Re: IO error semantics

Previous thread: How to use mkfs.ext4 "stride=" on RAID correctly? by Mike Mestnik on Wednesday, January 13, 2010 - 5:12 pm. (6 messages)

Next thread: [REPOST][PATCH][RFC] vfs: add message print mechanism for the mount/umount into the VFS layer by Toshiyuki Okajima on Wednesday, January 13, 2010 - 11:48 pm. (11 messages)
From: Hidehiro Kawai
Date: Wednesday, January 13, 2010 - 11:12 pm

This patch fixes the similar bug fixed by commit 95450f5a.

If a directory is modified, its data block is journaled as metadata
and finally written back to the right place.  Now, we assume a
transient write erorr happens on that writeback.  Uptodate flag of
the buffer is cleared by write error, so next access on the buffer
causes a reread from disk.  This means it breaks the filesystems
consistency.

To prevent old directory data from being reread, this patch set
uptodate flag again in the case of after write error before issuing
the read operation.  The write error on the directory's data block
is detected at the time of journal checkpointing or discarded if a
rewrite by another modification succeeds, so no problem.

I tested this patch by using fault injection approach.

By the way, I think the right fix is to keep uptodate flag on write
error, but it gives a big impact.  We have to confirm whether
over 200 buffer_uptodate's are used for real uptodate check or write
error check.  For now, I adopt the quick-fix solution.

Signed-off-by: Hidehiro Kawai <hidehiro.kawai.ez@hitachi.com>
---
 fs/ext3/inode.c |   13 +++++++++++++
 fs/ext3/namei.c |   15 ++++++++++++++-
 2 files changed, 27 insertions(+), 1 deletions(-)

diff --git a/fs/ext3/inode.c b/fs/ext3/inode.c
index 455e6e6..17c7a5f 100644
--- a/fs/ext3/inode.c
+++ b/fs/ext3/inode.c
@@ -1077,10 +1077,23 @@ struct buffer_head *ext3_bread(handle_t *handle, struct inode *inode,
 		return bh;
 	if (buffer_uptodate(bh))
 		return bh;
+
+	/*
+	 * uptodate flag may have been cleared by a previous (transient)
+	 * write IO error.  In this case, we don't want to re-read its
+	 * old on-disk data.  Actually the buffer has the latest data,
+	 * so set uptodate flag again.
+	 */
+	if (buffer_write_io_error(bh)) {
+		set_buffer_uptodate(bh);
+		return bh;
+	}
+
 	ll_rw_block(READ_META, 1, &bh);
 	wait_on_buffer(bh);
 	if (buffer_uptodate(bh))
 		return bh;
+
 	put_bh(bh);
 	*err = -EIO;
 	return NULL;
diff --git ...
From: Hidehiro Kawai
Date: Thursday, January 14, 2010 - 2:05 am

Hi,


After sending this patch, I noticed that I have to deal with
the bh_uptodate_or_lock() case as well.  Actually, I confirmed
a data block sharing happens between two inodes.
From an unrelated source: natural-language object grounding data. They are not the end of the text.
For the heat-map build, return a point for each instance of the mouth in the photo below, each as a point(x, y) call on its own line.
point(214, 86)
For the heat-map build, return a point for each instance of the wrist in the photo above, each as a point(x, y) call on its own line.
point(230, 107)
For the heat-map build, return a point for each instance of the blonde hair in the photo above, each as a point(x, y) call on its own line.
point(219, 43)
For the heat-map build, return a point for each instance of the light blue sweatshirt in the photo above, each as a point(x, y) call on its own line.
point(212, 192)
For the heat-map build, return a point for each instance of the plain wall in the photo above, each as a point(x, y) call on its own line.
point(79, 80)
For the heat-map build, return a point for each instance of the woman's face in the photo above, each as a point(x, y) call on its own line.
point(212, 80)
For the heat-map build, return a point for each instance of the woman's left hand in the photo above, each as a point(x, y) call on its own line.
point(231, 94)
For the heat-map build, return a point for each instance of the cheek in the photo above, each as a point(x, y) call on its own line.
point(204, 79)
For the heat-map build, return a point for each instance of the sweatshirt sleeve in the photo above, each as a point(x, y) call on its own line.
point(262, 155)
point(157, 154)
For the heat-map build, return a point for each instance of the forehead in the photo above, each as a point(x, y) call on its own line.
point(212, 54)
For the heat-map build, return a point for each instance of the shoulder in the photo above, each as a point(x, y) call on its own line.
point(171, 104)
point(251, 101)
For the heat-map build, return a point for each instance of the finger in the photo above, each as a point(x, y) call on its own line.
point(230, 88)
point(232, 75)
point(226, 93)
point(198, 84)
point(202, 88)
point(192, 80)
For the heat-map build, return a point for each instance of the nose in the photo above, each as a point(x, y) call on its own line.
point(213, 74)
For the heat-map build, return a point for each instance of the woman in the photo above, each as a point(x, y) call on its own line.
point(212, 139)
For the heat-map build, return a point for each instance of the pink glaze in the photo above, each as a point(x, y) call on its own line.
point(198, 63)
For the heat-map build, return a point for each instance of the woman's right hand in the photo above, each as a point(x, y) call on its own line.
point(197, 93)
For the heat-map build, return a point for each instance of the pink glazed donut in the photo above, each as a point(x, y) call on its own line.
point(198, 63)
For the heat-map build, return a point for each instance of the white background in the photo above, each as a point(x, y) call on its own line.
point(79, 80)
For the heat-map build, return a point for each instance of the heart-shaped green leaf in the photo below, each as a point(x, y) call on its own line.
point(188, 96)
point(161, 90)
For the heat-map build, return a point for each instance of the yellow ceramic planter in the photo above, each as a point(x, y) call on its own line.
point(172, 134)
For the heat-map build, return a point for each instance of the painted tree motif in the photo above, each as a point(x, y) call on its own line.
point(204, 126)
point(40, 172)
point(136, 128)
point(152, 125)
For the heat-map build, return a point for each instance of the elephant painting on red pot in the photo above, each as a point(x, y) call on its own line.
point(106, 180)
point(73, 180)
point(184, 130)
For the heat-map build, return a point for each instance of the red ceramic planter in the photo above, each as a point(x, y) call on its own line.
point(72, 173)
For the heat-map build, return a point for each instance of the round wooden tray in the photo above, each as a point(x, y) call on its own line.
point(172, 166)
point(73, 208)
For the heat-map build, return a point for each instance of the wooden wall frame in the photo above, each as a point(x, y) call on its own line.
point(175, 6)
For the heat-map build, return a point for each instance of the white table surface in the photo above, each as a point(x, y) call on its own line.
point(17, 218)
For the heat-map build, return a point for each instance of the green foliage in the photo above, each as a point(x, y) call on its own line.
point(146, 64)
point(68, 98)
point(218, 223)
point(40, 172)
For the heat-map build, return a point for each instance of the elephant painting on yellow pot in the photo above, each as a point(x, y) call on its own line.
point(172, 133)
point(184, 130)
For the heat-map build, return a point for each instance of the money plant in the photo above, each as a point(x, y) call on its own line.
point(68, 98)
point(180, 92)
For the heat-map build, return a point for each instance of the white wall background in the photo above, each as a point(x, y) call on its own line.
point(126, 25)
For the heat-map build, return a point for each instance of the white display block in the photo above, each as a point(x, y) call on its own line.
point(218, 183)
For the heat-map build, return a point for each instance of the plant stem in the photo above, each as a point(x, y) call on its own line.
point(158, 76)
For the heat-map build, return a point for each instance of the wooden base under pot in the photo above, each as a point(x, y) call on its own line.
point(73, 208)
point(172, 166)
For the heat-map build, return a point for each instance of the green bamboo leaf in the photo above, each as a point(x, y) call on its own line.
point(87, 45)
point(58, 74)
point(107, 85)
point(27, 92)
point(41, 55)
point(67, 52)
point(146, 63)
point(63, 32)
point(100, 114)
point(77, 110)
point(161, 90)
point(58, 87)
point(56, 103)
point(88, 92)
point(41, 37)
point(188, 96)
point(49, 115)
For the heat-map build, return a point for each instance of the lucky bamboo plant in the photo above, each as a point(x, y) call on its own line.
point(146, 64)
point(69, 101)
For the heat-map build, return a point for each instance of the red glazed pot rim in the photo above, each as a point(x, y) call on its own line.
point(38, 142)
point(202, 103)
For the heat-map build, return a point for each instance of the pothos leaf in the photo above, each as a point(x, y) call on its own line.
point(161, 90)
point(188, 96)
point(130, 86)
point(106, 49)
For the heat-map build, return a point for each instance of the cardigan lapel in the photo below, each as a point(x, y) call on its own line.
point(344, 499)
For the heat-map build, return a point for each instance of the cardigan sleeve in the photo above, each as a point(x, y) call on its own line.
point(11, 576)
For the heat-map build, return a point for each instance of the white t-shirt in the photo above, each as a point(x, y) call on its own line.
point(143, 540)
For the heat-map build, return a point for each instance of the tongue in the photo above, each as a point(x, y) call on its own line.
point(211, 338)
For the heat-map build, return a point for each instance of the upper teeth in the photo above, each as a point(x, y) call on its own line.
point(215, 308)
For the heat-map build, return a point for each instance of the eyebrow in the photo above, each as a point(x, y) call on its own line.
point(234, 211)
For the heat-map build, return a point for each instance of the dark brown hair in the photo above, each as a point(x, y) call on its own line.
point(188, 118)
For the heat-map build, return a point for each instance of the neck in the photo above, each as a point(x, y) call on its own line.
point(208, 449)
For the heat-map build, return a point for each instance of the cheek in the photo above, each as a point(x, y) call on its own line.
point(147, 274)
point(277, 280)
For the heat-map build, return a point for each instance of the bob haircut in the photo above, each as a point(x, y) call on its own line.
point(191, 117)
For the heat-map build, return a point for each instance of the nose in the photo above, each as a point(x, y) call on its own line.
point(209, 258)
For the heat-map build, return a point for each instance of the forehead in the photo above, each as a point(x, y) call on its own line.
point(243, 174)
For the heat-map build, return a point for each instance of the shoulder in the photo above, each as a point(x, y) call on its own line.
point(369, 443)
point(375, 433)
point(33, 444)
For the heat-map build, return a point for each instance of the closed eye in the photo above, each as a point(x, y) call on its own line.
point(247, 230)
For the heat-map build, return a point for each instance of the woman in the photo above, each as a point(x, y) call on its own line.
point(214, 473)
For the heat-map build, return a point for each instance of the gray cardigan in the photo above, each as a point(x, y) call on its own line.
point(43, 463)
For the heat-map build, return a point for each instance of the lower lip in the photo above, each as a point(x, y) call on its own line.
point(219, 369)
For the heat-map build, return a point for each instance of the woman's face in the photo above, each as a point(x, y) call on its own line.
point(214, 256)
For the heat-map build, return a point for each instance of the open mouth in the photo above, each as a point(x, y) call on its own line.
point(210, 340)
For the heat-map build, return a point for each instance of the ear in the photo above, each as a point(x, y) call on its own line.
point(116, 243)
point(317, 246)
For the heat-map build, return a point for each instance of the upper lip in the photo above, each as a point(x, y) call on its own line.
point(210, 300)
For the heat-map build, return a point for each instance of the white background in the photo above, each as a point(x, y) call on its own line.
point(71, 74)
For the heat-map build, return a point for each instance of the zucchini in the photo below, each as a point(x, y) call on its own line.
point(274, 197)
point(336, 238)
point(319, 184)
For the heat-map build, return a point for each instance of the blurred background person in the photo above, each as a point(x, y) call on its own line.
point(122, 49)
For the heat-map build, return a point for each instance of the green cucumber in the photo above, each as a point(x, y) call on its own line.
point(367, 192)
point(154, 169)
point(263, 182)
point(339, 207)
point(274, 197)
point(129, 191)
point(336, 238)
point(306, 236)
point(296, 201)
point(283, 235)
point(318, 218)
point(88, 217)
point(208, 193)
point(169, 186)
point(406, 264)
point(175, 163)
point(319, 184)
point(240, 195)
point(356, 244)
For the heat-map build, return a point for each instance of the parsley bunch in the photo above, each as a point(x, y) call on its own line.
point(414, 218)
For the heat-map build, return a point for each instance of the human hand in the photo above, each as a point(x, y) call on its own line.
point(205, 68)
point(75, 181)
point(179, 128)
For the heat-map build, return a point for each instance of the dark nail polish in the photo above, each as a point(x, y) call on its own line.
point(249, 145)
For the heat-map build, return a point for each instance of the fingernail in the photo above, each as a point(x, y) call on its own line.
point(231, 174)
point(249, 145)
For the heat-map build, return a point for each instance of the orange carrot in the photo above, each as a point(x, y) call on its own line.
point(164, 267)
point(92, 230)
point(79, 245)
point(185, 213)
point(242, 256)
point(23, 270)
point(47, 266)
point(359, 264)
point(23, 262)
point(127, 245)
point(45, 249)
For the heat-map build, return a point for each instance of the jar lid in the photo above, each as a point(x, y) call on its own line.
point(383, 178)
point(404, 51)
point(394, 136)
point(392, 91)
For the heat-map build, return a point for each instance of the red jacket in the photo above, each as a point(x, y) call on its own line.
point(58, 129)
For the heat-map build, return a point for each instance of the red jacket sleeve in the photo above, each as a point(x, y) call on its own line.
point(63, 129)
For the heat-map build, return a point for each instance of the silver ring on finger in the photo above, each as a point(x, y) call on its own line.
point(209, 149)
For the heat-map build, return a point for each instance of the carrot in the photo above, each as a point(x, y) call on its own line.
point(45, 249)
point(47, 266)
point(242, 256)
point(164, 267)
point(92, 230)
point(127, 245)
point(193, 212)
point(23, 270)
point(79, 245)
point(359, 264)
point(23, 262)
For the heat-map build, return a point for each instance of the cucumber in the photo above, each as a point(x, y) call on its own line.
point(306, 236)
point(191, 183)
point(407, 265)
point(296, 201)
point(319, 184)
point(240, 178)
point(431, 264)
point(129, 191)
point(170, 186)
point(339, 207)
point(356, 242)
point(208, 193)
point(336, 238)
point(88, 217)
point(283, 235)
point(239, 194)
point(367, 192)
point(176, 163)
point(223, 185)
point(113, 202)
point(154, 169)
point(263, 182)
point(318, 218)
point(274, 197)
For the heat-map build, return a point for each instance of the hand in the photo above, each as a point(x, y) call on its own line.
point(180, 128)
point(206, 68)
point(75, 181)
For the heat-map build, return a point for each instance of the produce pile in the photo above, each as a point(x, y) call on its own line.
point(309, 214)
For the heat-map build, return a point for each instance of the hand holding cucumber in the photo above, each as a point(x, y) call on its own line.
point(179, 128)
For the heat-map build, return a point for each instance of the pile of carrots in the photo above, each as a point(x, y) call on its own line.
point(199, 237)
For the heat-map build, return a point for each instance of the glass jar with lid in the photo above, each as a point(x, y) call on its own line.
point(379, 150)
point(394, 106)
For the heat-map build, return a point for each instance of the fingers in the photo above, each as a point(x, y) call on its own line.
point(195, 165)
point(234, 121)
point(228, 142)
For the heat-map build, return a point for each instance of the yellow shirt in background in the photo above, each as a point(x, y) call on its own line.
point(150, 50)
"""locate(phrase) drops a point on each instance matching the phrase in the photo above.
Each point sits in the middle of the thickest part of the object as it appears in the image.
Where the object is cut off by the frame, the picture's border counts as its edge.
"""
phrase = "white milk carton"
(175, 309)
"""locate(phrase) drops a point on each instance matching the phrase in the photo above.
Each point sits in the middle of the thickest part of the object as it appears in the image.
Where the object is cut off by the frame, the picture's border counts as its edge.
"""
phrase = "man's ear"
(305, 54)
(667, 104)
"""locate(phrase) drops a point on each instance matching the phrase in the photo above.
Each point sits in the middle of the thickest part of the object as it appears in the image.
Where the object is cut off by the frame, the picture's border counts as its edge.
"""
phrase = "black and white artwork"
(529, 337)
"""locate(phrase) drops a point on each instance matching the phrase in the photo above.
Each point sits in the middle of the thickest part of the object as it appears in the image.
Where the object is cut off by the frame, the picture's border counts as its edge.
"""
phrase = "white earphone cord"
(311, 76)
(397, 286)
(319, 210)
Allocate a new
block, then modified bitmap goes to the fs, but it fails due to
a transient IO error.  Next access on the bitmap buffer cause a
reread from disk.  As a result, the allocated block becomes 
a FREE block!  So this block can be shared by different two inodes.

I'll send the revised version later.

Thanks,
-- 
Hidehiro Kawai
Hitachi, Systems Development Laboratory
Linux Technology Center

--

From: Hidehiro Kawai
Date: Thursday, January 14, 2010 - 3:14 am

This patch fixes the similar bug fixed by commit 95450f5a.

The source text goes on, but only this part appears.